Wednesday, November 13, 2019

Triskaidekaphilia: '13th Child' (2002)

On the 13th of each month, I write about a movie whose title contains the number 13.

Although it looks like it was shot for a budget of around $100 wherever the filmmakers could grab locations, horror movie 13th Child boasts a cast that includes Robert Guillaume, Lesley-Anne Down, Christopher Atkins and Cliff Robertson, whose co-writing credit may explain this inept indie production's ability to attract so many recognizable actors. None of them are doing their best work here, and Down's role, at least, is little more than a cameo. But Robertson throws himself into the part of a strange, wealthy recluse living in rural New Jersey, delivering his lines with the kind of devilish menace that he probably imagined in his head while he was writing the terrible dialogue. If nothing else, 13th Child gives a veteran character actor a chance to realize some sort of bizarre personal vision (Robertson's only other writing credits are a 1962 episode of TV Western Outlaws and the 1971 cowboy movie J W Coop, both of which he directed), in one of his final onscreen roles.

Robertson aside, 13th Child is your basic no-budget horror movie, with a story based around the urban legend of the Jersey Devil, a creature that haunts the Pine Barrens, the vast forest area of southern New Jersey. The movie gives the Jersey Devil a back story as the 13th child of a Native American tribe who clashed with early English settlers, although the Wikipedia entry doesn't mention anything about Native Americans. Also, for some reason Robertson's Mr. Shroud calls the monster "Bruno," which does seem like a very New Jersey name for an evil entity. Mr. Shroud turns out to be the English priest who initially ordered the Native American man put to death, or at least I think that's what the movie's ending implies. He's definitely not quite human, and he has a supernatural bond of some kind with the Jersey Devil.

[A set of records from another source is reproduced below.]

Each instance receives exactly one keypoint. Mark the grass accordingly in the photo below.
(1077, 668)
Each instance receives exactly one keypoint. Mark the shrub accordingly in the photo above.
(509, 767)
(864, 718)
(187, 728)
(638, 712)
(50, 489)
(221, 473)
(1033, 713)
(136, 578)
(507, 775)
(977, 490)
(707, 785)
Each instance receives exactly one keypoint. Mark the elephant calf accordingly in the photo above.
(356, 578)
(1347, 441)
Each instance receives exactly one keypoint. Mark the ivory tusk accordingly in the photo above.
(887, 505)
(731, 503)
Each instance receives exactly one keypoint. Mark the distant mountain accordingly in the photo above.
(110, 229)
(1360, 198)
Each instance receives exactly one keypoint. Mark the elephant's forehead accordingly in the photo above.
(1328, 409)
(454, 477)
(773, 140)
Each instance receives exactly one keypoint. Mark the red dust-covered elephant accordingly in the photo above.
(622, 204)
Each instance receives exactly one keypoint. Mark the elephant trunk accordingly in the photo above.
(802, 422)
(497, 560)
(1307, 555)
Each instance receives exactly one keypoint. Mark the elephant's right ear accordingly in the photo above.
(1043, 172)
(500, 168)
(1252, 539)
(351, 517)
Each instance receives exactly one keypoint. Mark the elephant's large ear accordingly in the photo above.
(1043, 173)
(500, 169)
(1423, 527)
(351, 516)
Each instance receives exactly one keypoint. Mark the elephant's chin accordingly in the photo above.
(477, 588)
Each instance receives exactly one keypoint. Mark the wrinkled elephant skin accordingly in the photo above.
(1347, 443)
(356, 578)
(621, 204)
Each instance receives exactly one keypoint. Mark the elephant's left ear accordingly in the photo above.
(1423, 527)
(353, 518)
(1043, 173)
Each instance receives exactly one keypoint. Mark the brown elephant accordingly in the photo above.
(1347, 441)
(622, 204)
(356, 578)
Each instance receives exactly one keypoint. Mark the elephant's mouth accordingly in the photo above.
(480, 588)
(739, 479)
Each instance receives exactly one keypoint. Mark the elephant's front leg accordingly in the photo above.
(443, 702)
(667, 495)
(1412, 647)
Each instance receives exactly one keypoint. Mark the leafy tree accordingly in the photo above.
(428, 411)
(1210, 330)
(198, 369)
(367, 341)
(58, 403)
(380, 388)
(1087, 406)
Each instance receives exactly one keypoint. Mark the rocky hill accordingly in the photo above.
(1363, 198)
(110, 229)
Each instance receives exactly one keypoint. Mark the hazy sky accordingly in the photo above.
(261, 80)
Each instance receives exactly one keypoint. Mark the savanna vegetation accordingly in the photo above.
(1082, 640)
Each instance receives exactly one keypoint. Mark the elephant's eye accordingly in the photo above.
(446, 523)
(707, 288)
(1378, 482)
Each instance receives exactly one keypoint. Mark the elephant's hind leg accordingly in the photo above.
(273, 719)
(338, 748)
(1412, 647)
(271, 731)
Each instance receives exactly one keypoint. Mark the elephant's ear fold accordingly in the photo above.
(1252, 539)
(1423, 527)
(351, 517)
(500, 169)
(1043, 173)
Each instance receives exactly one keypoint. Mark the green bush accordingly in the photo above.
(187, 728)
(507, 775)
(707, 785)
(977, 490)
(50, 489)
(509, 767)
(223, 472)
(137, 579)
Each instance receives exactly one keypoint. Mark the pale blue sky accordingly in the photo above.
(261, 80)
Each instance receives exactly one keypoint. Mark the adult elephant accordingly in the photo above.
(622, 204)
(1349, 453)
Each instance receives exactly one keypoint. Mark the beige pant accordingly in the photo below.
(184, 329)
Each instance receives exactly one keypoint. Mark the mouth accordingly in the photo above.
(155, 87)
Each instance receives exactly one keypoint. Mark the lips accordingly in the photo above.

That all sounds a lot more exciting than the movie actually is, since the bulk of the story is about Kathryn (Michelle Maryk), a somewhat snarky investigator for the New Jersey attorney general's office, who's looking into the case of an escaped convict who's been mutilated by some kind of creature deep in the woods. It's not clear why the regular police aren't part of the investigation, and Kathryn teams up with a forest ranger (Atkins) and an officer "on loan" from the NYPD to look into the attack. The trio mostly stand around making awkward jokes and blatantly violating the chain of evidence, at one point leaving a bag of body parts in their car overnight before taking it to a coroner. This is the kind of movie that has the coroner's assistant perform some sort of magical, instantaneous analysis on a strange claw found at the murder scene that can identify it as a combination of multiple types of animal DNA, as well as date its existence back 200 years.

The other main plot strand involves Guillaume as a mental patient obsessed with the Jersey Devil, and the movie's confusing timeline indicates that his ravings about the creature while locked up in the world's dingiest, most poorly staffed mental institution come after the main events of the story. Most of Guillaume's dialogue is delivered in what sounds like voiceover while director Steven Stockage shoots him from a curiously distant angle, like they just got some random footage of Guillaume stumbling around his cell and then added whatever audio they needed later.

Really, though, these scenes are no more disjointed or clumsy than the rest of the movie, which includes things like one character struggling to put on a jacket in the foreground of the shot while two other characters have a conversation next to him. The monster barely ever appears onscreen, and the killings are mostly just quick splashes of blood before Stockage cuts away. A disclaimer at the end of the credits states that all of the dead deer seen in the movie (the preferred bait for the Jersey Devil, apparently) were repurposed roadkill, which is just the kind of thrifty yet distasteful technique that exemplifies this odd mess of a movie.